By JOHN GORALSKI
I was already a Step Saver paperboy in December of 1975 when the publisher announced a new Southington paper, the Observer, as a vehicle for local coverage. Local news would be its heartbeat, the early edition cried.
At the time, I wasn’t thinking about the importance of newspapers in the community. At the time, it was just a way for me to earn pocket change for movies or penny candy. I never would have predicted that I would someday be named as the paper’s next editor…but here we are.
Over the past few years, I’ve had a lot of chances to leaf through the old editions of the Observer, and they read like a living history of this town. There are pictures of former town leaders, now gone, that used to be fixtures in the community. There are stories about my former classmates earning school recognitions, and now those young boys and girls are parents, leaders, and elected officials in our town.
Like any active community, some of the headlines are less than glamorous. The yellowed papers seemed filled with stories about pollution in neighborhoods, local wells, and even the high school. There were articles about corrupt town officials, teachers, and coaches. I remembered some of the storms, the floods, and electrical outages that crippled the community as I leafed through photos of Plantsville center submerged under a deluge of water or detours rerouting traffic on the old Route 66.
Leafing through those pages is like stepping into a time machine. Memories flooded back—good and bad—but that wasn’t what really stuck with me. It wasn’t the news stories or meeting notes but the personal features peppered in between. Throughout every challenge Southington faced, the Observer gave local residence a voice through stories, editorials, and letters. After each new obstacle, the spotlight swung toward the people in the community as they came together to find solutions.
Old schools were closed, and newer, better buildings were opened. Auditoriums and additions were built. Bicentennial celebrations awakened the town green with a sense of national pride. Abandoned downtown areas were revitalized by builders and local businesses. Libraries were expanded, sports facilities were built, and the small, blue collar town grew into an important crossroads in central Connecticut.
Culture grew as well. Abandoned railways were turned into walking paths. Local teams battled for state titles and national records. Highways, neighborhoods, and businesses sprang up in almost every corner of town, while shrinking wilderness areas were reclaimed as parks and open spaces.
Even the Queen Street area, crippled by the departure of a local manufacturer, was reinvented, rebuilt, and re-energized as a center for retail shopping and restaurants.
The Observer covered it all, in depth, in a way that no regional daily newspaper could touch.
I’m excited about my new role as the Southington Observer prepares to enter its fifth decade of local coverage, and I’m looking forward to fostering new ways to develop the unparalleled coverage of Southington news and sports that readers have come to expect.
We’ll continue to build our website to enable us to deliver more comprehensive news to your doorstep in this digital age. We’ll find ways to do it speedier and more comprehensive than anyone else. We’ll continue to grow relationships in the community so that our coverage is insightful, helpful, and relevant. After all, we’re a big part of the community, too.

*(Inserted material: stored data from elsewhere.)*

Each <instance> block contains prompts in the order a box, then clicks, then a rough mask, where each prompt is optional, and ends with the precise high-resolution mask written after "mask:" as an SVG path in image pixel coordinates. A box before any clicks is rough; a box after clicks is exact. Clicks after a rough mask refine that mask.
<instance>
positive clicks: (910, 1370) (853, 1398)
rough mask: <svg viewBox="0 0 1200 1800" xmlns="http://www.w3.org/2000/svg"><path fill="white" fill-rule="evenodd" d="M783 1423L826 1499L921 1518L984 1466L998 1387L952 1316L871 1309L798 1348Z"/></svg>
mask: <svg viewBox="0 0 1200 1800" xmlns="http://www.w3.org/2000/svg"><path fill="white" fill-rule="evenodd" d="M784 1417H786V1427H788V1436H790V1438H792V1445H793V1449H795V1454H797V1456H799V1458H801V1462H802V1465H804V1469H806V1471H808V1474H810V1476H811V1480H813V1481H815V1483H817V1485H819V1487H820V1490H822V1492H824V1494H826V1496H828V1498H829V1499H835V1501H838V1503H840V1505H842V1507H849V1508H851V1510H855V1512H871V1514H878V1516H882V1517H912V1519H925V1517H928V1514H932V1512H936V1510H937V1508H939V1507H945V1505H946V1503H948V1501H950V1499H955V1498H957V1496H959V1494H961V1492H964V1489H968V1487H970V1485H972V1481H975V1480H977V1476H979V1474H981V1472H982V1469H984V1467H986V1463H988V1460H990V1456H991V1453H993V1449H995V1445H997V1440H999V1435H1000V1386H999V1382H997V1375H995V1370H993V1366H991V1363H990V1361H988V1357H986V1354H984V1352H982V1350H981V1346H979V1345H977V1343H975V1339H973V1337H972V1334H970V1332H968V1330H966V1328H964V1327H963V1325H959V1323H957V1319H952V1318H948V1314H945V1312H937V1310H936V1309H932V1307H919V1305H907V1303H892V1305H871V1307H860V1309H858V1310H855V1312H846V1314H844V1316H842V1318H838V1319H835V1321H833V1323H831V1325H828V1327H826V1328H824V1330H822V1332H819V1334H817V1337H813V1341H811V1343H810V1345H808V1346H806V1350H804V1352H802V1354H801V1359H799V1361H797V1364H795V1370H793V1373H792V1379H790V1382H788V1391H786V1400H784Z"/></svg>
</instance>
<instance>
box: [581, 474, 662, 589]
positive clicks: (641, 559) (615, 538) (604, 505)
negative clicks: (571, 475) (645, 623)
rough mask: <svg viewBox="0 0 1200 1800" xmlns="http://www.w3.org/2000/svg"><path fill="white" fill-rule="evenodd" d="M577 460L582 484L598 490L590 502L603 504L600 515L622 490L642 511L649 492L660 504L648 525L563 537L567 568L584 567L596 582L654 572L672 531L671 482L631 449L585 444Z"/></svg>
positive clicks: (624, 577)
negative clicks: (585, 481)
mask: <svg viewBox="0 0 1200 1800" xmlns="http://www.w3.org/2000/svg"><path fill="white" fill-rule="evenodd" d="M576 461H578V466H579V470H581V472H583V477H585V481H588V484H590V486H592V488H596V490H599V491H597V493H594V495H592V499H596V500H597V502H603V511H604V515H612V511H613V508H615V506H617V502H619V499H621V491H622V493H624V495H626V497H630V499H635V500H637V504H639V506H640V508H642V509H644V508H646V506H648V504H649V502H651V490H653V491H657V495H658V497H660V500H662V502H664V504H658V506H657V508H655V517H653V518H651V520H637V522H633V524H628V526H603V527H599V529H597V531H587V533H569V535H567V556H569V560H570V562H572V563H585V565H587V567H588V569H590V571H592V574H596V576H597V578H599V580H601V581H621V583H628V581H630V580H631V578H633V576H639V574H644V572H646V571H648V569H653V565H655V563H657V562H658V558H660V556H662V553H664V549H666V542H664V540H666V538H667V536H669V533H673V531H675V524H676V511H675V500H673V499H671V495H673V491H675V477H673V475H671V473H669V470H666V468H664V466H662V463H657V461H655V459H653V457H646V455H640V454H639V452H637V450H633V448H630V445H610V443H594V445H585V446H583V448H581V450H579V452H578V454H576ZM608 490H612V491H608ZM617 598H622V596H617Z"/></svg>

I’m no longer that wide-eyed paperboy that delivered the first Observer back in the mid-1970s. Instead, I’ve become one of the longest tenured journalists in the paper’s history. Sure, there are a few people in our Spring Street office that have been here longer than me, but I like to point out that—as a paperboy for that first edition—I’m still the one that has been here the longest.
Over the past 11 years, I’ve built a lot of new memories in the schools and on the sidelines as I watched the next generation of Southington leaders write their first chapter in this town’s history. I’ve been able to rekindle friendships with former schoolmates and forge new friendships with the growing list of ‘Suddinton’ residents that continue to flock toward this community.
I can’t wait to see what the next decade brings. The only thing I know for sure is that it’s going to be a lot of fun…
John Goralski is the editor of The Southington Observer.